My opponent, Peter Mancuso, played a key role in implementing this process on the Township Committee and the Planning Board. This lose-lose outcome occurred on his watch. I believe Mayor Mancuso is well intentioned and did his best to make this process work. In my view, his failure on this issue was not due to lack of effort but rather to lack of vision. The difference between us on this issue is that I can see that the process needs to be changed. He, apparently, does not see that. This is understandable: it’s hard to see process problems when you’re an insider in the power structure that perpetuates them.
So what would I do differently? I think we need to develop a better process for how we work with our Master Plan. I see our current process as traditional, outdated, top-down, and ineffective in working with circumstances such as those that Honeywell presented.
By contrast, a state of the art process would invite public participation from beginning to end in engaging with professional planners, elected officials, and fellow residents in such activities as: crafting a vision, developing short-range and long-range goals, identifying problems and concerns, working together to generate possible solutions, evaluating the advantages and disadvantages of each, and agreeing to the procedural rules that will be used in the future to change decisions that are made today.
If this approach sounds like a pipe dream, it is not. This is exactly what many communities (including Morristown) are doing. A state-of-the-art planning process is collaborative, bottom-up not top-down, effective in preventing Honeywell-like situations from occurring in the first place, and better at handling such situations constructively when they do arise.

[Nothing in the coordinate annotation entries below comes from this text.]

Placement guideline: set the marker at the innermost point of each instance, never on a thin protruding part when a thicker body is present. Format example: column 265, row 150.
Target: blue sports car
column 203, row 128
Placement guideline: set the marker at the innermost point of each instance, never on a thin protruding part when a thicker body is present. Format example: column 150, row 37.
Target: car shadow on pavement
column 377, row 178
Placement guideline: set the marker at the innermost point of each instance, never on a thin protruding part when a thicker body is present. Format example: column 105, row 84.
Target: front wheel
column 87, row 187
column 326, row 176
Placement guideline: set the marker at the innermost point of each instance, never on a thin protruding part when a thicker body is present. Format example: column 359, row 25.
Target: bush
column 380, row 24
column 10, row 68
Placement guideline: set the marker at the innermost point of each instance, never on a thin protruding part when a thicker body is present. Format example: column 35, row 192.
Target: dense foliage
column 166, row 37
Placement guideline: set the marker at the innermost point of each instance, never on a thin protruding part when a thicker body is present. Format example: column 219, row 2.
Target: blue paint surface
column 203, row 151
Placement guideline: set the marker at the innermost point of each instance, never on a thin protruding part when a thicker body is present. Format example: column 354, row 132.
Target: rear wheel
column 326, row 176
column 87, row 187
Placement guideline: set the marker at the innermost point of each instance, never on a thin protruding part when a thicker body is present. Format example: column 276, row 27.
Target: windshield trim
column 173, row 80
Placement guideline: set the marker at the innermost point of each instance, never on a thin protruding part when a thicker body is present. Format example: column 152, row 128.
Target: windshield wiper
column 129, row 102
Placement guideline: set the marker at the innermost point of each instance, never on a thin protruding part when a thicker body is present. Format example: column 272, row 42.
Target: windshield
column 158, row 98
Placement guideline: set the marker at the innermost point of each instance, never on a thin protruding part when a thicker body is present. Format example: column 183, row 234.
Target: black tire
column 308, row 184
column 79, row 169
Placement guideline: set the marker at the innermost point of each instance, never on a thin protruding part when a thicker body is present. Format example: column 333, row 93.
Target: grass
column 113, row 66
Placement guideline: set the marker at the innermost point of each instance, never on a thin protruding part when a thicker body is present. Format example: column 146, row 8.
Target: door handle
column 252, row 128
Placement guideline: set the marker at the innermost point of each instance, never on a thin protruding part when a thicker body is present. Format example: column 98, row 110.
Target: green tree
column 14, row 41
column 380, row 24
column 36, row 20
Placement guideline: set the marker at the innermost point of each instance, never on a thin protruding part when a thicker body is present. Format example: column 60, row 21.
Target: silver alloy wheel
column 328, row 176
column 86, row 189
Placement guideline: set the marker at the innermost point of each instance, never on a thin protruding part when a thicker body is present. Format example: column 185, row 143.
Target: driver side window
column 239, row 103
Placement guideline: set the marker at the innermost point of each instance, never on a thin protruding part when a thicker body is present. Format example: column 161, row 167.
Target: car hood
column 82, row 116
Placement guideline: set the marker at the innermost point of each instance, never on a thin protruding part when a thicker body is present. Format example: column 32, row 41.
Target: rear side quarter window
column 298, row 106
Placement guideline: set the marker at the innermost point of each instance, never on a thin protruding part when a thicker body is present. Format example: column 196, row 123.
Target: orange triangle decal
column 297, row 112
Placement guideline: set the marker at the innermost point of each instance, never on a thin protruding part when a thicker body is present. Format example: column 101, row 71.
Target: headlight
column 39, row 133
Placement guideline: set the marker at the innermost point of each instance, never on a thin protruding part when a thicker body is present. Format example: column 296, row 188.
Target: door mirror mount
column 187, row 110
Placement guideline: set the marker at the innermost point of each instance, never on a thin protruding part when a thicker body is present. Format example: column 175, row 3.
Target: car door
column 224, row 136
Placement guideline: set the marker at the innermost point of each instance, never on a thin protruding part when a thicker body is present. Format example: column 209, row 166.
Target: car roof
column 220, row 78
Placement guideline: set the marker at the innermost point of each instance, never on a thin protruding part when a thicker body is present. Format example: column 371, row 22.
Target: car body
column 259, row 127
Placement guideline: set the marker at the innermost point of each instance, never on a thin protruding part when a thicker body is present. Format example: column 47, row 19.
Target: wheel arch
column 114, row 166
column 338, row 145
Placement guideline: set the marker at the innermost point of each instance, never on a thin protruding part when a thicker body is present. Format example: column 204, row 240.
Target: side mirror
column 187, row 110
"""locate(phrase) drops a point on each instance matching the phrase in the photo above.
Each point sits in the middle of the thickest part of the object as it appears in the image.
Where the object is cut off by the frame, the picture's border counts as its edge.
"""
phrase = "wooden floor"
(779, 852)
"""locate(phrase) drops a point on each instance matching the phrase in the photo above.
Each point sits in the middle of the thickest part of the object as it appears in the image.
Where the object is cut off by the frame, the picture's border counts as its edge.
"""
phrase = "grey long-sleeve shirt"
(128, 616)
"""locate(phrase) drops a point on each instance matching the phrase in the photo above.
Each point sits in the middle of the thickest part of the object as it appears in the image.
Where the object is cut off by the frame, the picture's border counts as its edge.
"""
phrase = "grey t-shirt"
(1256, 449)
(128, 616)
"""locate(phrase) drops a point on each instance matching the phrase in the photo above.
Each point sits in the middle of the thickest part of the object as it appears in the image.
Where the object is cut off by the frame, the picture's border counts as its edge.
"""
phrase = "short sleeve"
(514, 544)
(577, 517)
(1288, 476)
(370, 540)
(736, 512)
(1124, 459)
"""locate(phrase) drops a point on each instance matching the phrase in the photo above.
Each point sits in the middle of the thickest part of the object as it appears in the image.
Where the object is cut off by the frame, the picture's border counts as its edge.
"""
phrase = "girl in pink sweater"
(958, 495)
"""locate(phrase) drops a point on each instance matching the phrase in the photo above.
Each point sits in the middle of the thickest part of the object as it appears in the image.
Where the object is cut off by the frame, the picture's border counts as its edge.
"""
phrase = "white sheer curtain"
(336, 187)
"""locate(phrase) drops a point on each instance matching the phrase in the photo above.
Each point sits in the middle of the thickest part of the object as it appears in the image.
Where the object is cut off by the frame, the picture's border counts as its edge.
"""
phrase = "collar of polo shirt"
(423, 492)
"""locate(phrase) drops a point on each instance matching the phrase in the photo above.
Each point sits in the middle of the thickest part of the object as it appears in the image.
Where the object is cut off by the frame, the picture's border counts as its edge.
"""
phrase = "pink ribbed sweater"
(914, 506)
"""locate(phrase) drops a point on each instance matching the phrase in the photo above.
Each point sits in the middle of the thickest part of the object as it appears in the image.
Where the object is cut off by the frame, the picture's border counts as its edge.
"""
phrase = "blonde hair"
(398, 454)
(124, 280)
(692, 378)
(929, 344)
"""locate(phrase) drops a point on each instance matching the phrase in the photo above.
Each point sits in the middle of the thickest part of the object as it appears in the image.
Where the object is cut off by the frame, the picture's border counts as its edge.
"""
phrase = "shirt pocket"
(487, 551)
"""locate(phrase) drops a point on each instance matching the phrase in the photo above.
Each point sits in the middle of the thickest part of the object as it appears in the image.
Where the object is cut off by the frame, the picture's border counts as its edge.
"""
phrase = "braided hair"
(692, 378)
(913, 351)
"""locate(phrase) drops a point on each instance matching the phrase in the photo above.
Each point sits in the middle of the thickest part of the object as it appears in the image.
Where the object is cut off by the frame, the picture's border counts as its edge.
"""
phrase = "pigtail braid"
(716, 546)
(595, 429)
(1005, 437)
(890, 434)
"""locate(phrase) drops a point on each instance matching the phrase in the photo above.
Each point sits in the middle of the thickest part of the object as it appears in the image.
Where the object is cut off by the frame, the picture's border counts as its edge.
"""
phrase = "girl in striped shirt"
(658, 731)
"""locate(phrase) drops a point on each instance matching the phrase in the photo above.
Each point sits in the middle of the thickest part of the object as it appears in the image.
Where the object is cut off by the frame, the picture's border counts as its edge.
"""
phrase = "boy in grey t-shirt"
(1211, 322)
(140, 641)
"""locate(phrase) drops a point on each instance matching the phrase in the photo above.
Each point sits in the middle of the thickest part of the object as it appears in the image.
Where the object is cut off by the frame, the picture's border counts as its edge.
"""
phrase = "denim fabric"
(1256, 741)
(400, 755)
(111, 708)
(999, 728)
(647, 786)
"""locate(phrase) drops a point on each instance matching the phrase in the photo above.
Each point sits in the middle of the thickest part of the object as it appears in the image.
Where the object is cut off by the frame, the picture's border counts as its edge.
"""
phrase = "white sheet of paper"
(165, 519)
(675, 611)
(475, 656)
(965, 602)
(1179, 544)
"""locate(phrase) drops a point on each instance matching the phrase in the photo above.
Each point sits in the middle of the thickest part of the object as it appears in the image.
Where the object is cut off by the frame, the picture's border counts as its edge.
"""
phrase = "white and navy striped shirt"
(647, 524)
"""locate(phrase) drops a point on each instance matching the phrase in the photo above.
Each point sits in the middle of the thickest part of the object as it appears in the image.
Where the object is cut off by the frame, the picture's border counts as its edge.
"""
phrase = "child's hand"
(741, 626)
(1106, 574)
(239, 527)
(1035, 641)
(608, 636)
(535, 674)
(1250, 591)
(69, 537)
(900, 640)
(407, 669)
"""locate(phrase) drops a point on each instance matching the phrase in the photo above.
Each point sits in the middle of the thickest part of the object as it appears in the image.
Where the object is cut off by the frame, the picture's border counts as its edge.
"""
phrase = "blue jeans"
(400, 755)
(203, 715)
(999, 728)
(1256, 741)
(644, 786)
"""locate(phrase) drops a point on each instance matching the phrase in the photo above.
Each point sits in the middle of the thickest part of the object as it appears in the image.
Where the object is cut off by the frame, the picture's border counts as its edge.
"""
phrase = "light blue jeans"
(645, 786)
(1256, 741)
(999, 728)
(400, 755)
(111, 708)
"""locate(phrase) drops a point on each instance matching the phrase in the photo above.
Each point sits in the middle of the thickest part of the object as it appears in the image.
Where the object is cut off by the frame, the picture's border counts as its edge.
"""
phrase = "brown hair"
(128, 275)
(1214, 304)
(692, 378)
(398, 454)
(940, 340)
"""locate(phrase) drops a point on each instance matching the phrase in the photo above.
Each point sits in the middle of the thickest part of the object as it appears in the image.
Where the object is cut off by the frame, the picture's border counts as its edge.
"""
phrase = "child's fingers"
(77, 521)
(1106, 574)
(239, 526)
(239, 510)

The most basic ingredient in this approach compared to ours is that it is structured to build trust in the integrity, openness, and transparency of the process. Applying a variation of this process to the Honeywell situation would have been possible but challenging. That’s why, for me, the REAL solution is to revamp our planning process as a whole – that is, as it applies to developing, amending, and reviewing our Master Plan. (I think Morris Township has an exceptional need for this type of process in regard to working with open space tracts of land). Honeywell showed us that the old, traditional way has significant limitations. It’s time to change our planning process. Morris Township residents deserve a state of the art process that is open, transparent, and trust inspiring.